Noyori asymmetric hydrogenation

In chemistry, the Noyori asymmetric hydrogenation of ketones is a chemical reaction for the enantioselective hydrogenation of ketones, aldehydes, and imines. This reaction exploits using chiral ruthenium catalysts introduced by Ryoji Noyori. He shared half of the Nobel Prize in Chemistry in 2001 with William S. Knowles for the study of the asymmetric hydrogenation.The stoichiometric asymmetric reduction of ketones has long been known, but a practical catalytic version was introduced by Noyori et al. While the BINAP-Ru dicarboxylate could only efficiently catalyze the hydrogenation of olefins, the BINAP-Ru dihalide could catalyze both the hydrogenation of olefins and the hydrogenation of functionalized C=O bond.(A) The BINAP-Ru dihalide precatalyst gets hydride from H2 and forms Ru-monohydride Reaction intermediate while giving off HCl. (B) The ruthenium center of the catalyst coordinates to the oxygen atoms in the ester compound. Because of the chirality of the BINAP ligand, one of the two possible diastereomeric transition states is favored (The transition state on the left is favored over the other because of the large R1/ Ph steric hindrance). (C) Ester gets proton, and hydride transfers from the catalyst to the carbonyl carbon. (D) Hydrogenated ester compound leaves the catalyst and solvent coordinate back to the catalyst.

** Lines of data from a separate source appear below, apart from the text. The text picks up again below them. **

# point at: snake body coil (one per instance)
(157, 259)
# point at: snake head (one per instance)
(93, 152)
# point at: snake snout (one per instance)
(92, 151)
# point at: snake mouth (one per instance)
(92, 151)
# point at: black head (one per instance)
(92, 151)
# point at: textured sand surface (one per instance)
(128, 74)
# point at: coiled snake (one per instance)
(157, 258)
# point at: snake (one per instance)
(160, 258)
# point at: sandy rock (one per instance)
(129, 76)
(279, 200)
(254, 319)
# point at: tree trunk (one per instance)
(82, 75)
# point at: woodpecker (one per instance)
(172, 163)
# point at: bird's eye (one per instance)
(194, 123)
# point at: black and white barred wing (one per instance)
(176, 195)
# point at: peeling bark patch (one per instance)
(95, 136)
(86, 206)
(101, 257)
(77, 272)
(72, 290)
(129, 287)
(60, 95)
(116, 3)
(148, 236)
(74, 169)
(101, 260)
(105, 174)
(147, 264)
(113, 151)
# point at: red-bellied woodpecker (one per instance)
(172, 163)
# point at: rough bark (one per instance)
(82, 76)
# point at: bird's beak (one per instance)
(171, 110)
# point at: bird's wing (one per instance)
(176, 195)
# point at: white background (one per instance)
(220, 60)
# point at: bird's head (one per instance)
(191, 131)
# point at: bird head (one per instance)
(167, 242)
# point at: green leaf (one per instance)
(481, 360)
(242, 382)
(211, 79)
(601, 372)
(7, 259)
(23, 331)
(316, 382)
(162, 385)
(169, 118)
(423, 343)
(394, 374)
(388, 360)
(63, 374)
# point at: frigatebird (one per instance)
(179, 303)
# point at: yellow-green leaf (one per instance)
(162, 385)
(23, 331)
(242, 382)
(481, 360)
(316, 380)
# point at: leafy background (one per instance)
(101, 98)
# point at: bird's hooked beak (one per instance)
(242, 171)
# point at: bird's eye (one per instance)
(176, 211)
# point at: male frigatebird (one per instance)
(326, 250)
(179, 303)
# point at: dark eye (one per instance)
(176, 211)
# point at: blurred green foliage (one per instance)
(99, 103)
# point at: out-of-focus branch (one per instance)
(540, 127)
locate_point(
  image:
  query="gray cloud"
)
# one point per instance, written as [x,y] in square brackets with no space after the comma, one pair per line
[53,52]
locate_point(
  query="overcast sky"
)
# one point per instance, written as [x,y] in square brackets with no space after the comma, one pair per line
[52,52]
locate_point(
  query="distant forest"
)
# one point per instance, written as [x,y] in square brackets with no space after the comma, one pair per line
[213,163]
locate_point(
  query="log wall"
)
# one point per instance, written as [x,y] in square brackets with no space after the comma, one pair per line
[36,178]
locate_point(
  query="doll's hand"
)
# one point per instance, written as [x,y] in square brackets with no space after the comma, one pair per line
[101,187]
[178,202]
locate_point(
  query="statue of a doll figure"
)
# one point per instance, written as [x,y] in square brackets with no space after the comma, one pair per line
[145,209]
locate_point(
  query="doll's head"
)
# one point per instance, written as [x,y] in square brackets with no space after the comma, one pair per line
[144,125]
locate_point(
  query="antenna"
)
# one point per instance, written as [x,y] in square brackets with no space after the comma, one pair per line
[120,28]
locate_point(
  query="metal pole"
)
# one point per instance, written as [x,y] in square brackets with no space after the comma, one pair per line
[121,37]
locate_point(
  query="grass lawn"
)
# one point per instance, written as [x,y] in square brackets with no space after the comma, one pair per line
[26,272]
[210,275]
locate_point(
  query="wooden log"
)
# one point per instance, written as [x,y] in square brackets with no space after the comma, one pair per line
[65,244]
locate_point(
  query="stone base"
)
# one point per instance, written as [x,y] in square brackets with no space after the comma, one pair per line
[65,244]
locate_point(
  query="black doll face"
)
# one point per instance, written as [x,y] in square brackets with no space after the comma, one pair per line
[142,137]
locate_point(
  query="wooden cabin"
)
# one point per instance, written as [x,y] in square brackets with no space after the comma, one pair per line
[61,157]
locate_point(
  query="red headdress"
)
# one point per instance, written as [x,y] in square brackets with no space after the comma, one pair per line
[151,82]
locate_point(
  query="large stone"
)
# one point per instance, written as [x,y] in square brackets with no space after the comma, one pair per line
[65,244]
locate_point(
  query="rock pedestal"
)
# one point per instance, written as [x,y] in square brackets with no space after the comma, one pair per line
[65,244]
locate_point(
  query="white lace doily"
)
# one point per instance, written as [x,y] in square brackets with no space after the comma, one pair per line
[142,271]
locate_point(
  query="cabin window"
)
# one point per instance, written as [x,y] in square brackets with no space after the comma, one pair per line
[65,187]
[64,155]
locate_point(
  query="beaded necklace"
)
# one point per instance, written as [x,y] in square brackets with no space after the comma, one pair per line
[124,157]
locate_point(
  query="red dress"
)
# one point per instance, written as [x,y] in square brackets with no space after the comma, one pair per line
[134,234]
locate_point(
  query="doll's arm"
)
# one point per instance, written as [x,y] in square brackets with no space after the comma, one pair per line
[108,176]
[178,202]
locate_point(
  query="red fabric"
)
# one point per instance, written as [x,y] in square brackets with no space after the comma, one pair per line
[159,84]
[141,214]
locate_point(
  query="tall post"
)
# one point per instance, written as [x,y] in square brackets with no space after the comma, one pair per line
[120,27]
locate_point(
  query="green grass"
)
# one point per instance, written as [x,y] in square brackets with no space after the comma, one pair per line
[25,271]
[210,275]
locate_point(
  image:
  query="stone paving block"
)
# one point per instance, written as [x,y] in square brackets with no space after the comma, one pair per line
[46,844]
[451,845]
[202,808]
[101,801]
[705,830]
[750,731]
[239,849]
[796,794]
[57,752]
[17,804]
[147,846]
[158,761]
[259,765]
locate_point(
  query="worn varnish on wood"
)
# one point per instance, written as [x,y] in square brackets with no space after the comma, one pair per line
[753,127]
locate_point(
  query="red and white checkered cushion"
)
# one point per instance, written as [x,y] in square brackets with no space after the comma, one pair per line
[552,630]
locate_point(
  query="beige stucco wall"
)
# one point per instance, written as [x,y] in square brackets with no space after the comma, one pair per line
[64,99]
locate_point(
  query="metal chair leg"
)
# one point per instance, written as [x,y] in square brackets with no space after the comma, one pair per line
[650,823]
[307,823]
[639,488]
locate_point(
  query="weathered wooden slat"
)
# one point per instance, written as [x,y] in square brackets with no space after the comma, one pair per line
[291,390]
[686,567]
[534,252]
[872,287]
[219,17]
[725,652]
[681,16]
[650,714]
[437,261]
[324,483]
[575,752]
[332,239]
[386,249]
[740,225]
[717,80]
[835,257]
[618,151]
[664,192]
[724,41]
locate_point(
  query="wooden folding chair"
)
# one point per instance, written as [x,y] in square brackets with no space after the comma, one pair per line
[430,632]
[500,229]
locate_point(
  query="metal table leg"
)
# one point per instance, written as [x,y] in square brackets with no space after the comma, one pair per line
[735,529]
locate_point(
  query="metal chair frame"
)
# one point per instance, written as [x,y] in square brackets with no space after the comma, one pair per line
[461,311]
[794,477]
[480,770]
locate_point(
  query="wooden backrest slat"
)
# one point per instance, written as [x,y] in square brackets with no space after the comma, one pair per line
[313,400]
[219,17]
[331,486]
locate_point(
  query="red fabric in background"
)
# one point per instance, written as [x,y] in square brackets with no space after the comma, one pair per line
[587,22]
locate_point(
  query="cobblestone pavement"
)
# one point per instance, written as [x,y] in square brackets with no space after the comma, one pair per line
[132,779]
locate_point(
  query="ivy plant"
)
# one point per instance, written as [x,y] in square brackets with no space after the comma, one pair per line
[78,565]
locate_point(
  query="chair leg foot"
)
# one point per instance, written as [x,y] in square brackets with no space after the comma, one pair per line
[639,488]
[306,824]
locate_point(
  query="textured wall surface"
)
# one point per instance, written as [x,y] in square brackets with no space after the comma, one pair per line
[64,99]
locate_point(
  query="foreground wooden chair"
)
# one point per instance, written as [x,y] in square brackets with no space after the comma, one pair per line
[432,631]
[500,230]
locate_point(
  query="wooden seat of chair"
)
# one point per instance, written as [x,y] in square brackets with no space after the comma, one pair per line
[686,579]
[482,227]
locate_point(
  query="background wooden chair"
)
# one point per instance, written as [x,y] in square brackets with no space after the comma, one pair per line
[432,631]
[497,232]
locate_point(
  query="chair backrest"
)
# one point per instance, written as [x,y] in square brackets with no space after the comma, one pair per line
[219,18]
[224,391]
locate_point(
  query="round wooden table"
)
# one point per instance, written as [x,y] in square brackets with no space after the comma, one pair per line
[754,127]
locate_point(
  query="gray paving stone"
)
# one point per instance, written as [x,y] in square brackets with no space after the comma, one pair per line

The (R)-BINAP-Ru catalyze the synthesis the (R)-Product, and the (S)-BINAP Ru catalyze the synthesis the (S)-product with high ee. (E) Again, the dehydrated BINAP-Ru catalyst is utilized by the addition of another hydride from H2. The newly activated Ru-monohydride re-participates in the catalytic cycle.Further developed from previously introduced BINAP-Ru dicarboxylate catalyst, the BINAP-Ru dihalide catalyzes the asymmetric hydrogenation of various α-,β- functionalized ketones. The reaction is limited to ketones that are functionalized with nearby nitrogen, oxygen or halide substituents.An antibacterial levofloxacin is synthesized using (R)-1,2-propandiol, which is synthesized from hydroxyacetone using Noyori asymmetric hydrogenation (Takasago Co./Daiichi Pharmaceutical Co.).